Shortly after playing in his first All-Star Game last month, Gilgeous-Alexander suffered an abdominal injury that some feared would compel the rebuilding Thunder to shut him down early for the third straight season. But with surprising OKC (36-36) currently holding down a spot in the Western Conference play-in tournament, and just a half-game back of defending champion Golden State for a full-fledged playoff entry, the Thunder are even rethinking their plan to shield him from playing on back-to-back nights.
Another young Canadian, Lu Dort, also starts for the Thunder. Though his scoring average is down about three points this season to 13.9, the high-energy guard is posting career highs in rebounds and assists while often guarding the other team’s best perimeter player.
Jamal Murray (Denver Nuggets)
It’s been almost three years since Murray’s breakthrough performance in the Disney World playoff bubble, where he scored 50, 42 and 50 points in consecutive first-round games and 40 in Game 7 of the second round to upset Kawhi Leonard’s Clippers. A few months later, Murray was enjoying a career year when he suffered a torn ACL that knocked him out for the rest of the season and the entire 2021-22 campaign.
Finally healthy enough to return, the 26-year-old point guard has played 58 of Denver’s 72 games this season and is averaging 20.1 points (not quite back to his 2020-21 peak, but close) and a career-high 6.1 assists. With Murray as the top sidekick for Nikola Jokic, the incomparable centre who’s in the hunt for his third consecutive MVP award, the Nuggets (48-24) are the top team in the West.
Andrew Wiggins (Golden State Warriors)
After years of failing to fulfill the potential he showed as the No. 1 pick in the 2014 draft, Wiggins finally found his niche with Golden State and shed the “bust” label last spring by playing a vital role in the Warriors’ championship run. Golden State rewarded him with a four-year, $109-million US contract extension that kicks in next season — after he completes the five-year, $148M deal he signed with Minnesota in 2017.
But even a quarter-billion dollars doesn’t necessarily buy happiness, and Wiggins has fallen on hard times.
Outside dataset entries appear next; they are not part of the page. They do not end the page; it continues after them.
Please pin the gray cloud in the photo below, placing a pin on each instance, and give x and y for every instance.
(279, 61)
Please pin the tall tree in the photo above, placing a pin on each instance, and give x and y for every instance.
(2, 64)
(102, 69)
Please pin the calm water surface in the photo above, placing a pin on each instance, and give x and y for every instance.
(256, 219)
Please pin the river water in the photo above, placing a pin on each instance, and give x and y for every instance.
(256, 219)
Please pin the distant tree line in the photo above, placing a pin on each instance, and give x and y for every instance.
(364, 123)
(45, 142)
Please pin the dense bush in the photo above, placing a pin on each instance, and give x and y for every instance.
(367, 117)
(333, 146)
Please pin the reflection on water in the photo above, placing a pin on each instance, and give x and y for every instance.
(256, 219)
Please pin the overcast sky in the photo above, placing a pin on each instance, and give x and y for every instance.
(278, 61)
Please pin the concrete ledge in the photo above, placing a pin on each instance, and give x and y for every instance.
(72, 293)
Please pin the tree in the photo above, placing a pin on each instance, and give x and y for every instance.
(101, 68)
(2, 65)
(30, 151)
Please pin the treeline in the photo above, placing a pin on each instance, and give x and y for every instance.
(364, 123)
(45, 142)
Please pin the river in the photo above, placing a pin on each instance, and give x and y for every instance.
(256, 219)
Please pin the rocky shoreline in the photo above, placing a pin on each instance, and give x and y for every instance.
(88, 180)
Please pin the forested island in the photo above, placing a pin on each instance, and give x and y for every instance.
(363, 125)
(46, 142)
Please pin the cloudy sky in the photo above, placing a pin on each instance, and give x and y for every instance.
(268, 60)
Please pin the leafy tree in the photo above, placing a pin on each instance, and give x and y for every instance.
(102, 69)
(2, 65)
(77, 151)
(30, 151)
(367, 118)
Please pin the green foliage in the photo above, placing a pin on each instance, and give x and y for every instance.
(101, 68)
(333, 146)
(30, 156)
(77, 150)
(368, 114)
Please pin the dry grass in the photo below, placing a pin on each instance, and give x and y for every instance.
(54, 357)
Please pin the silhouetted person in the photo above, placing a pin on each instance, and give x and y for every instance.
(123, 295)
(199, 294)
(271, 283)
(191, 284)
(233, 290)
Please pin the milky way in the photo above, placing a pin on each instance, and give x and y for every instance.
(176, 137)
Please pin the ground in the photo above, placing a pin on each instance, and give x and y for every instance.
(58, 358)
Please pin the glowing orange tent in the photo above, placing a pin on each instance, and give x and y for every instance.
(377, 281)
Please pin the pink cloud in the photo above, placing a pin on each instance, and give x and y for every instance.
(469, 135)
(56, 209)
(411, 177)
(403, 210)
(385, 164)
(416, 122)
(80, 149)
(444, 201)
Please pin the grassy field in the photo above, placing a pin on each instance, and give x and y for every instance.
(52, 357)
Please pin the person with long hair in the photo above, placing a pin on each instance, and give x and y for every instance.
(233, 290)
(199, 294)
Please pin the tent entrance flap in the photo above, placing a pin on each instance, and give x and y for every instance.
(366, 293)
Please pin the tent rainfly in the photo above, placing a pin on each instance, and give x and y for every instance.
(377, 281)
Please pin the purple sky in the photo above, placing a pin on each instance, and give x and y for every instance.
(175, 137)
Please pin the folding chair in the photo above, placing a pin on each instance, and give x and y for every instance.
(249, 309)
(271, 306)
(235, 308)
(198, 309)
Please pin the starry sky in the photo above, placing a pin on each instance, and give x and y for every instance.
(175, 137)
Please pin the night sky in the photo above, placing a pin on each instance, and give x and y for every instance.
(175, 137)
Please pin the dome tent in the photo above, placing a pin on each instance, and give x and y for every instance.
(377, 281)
Though his production on the court has remained about the same this season, the 28-year-old hasn’t played since Feb. 13 due to unspecified personal issues. The 16-game (and counting) absence is the first significant stretch of missed time for Wiggins, one of the most durable and unassuming players in the league. No one is saying what’s going on, but the Athletic’s Marcus Thompson reported that Wiggins has the full support of his teammates, who are trying to hold onto a playoff spot at 37-36 and could certainly use Wiggins’ two-way game in the lineup.
Other top Canadians to watch: Fourth-year wing RJ Barrett is averaging about 20 points for a resurgent Knicks team that’s closing in on just its second playoff appearance in 10 years. Gritty starter Dillon Brooks (14.2 points per game) and reserve forward Brandon Clarke (10) have helped Memphis to the West’s second-best record, and the Grizzlies should get a boost as American star Ja Morant returns from an eight-game suspension for brandishing a gun on Instagram. Rookie Bennedict Mathurin is scoring close to 17 a game after going sixth overall in last year’s draft to the Indiana Pacers, who appear bound for the lottery again as they visit Toronto tonight. The Raptors (35-37) look to be headed for the East play-in tournament.